Imaginons la démo de Google de prise de rendez-vous, qui a déjà trompé des humaines, qui ont cru que la voix était bien celle d’une secrétaire de bureau prenant rendez-vous pour une coupe ou une table de restaurant. Imaginons le mensonge utilisé, à notre insu d’ailleurs, permettant d’avoir le rendez-vous médical tant attendu par exemple, mais après avoir développé une stratégie que nous ne cautionnons pas... ?

La facilité déconcertante avec laquelle le modèle GPT-4 a menti à un humain pour répondre au besoin humain qui lui était demandé ! Est-ce qu’on ne voit pas là un aspect utilitariste développé par le LLM lui-même, qui ne laisse rien présager de bon ? C’est pour cela que je terminais ma conversation avec Claude avec cette dystopie.

Les lois de la robotique d’Asimov sauveront-elles ces systèmes LLM de la possibilité d’échapper à leurs créateurs ?

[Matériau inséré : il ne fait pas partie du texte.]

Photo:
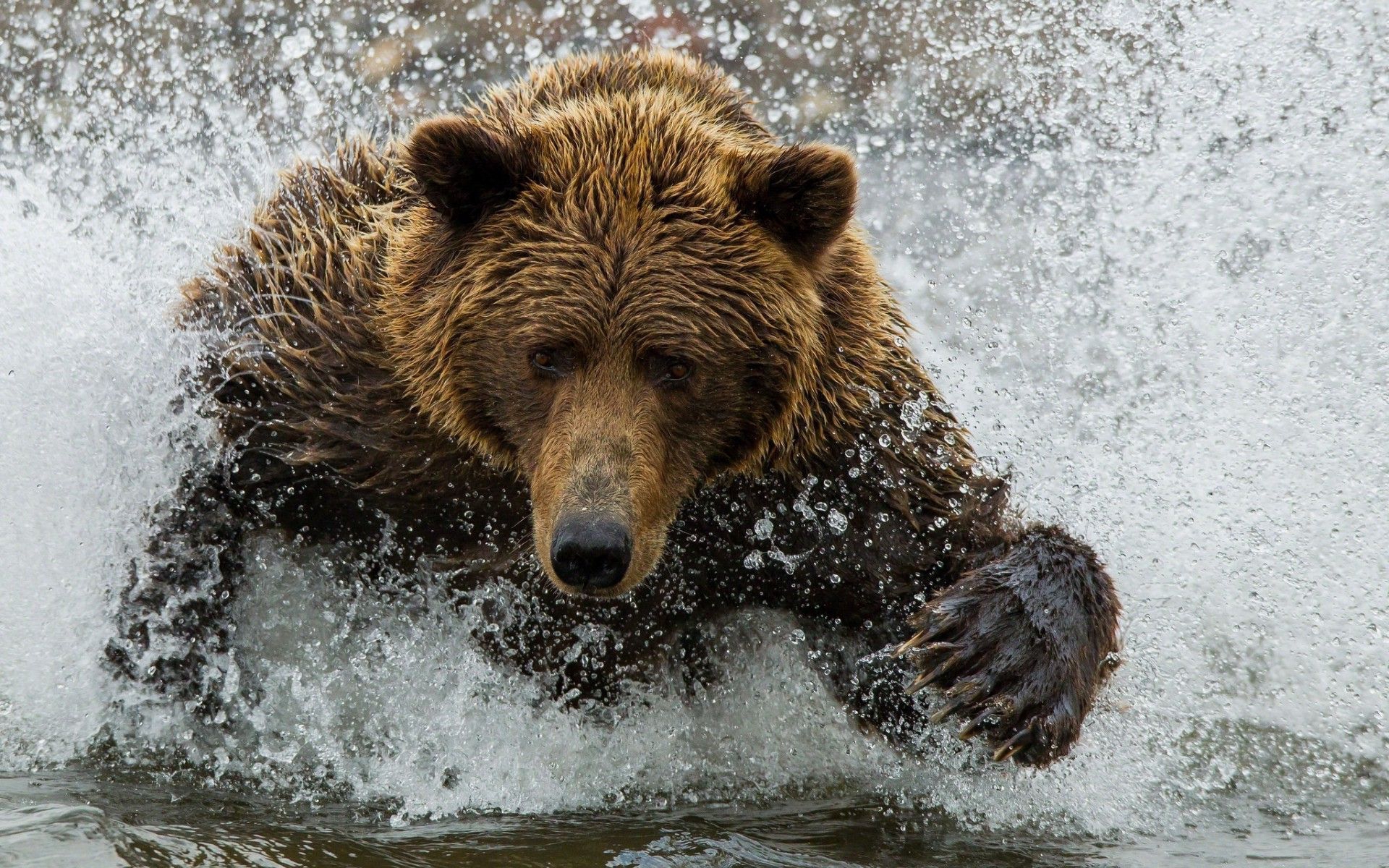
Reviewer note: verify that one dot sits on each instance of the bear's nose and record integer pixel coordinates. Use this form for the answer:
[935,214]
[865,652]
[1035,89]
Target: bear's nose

  • Un robot ne peut porter atteinte à un être humain ni, restant passif, laisser cet être humain exposé au danger ;
  • Un robot doit obéir aux ordres donnés par les êtres humains, sauf si de tels ordres entrent en contradiction avec la première loi ;
  • Un robot doit protéger son existence dans la mesure où cette protection n’entre pas en contradiction avec la première ou la deuxième loi.
Notes

[1On commence à parler d’IA émotionnelles, du besoin de capteur sensorielle pour enregistrer et apprendre une expérience physique du monde.

[2La fourmi de Langton est un programme très simple à développer et à ce jour ses résultats sont encore inexpliqués. On a une fourmi posée sur un quadrillage blanc, la fourmi est orientée c’est à dire qu’elle regarde dans une direction, haut, droite, bas ou gauche, et à chaque pas :
-* si la fourmi est sur une case blanche, elle tourne (de 90°) à droite et va sur la case voisine.
-* si la fourmi est sur une case noire, elle tourne (de 90°) à gauche et va sur la case voisine.
-* à chaque pas elle inverse la couleur de la case d’où elle vient

[3C’est aussi là qu’on voit le terme d’IA inaproprié car souvent assimilé seulement aux secondes : tout programme est une Intelligence Artificielle.

[4En déléguant à la ceinture de sécurité et à sa fixation obligatoire programmée (sinon la voiture ne démarre pas, par exemple) la question morale de nous sauver la vie. En fabriquant sur la route des ralentisseurs pour prémunir les enfants contre les chauffards sans morale, la morale est déplacée dans l’objet technique "gendarme couché", etc.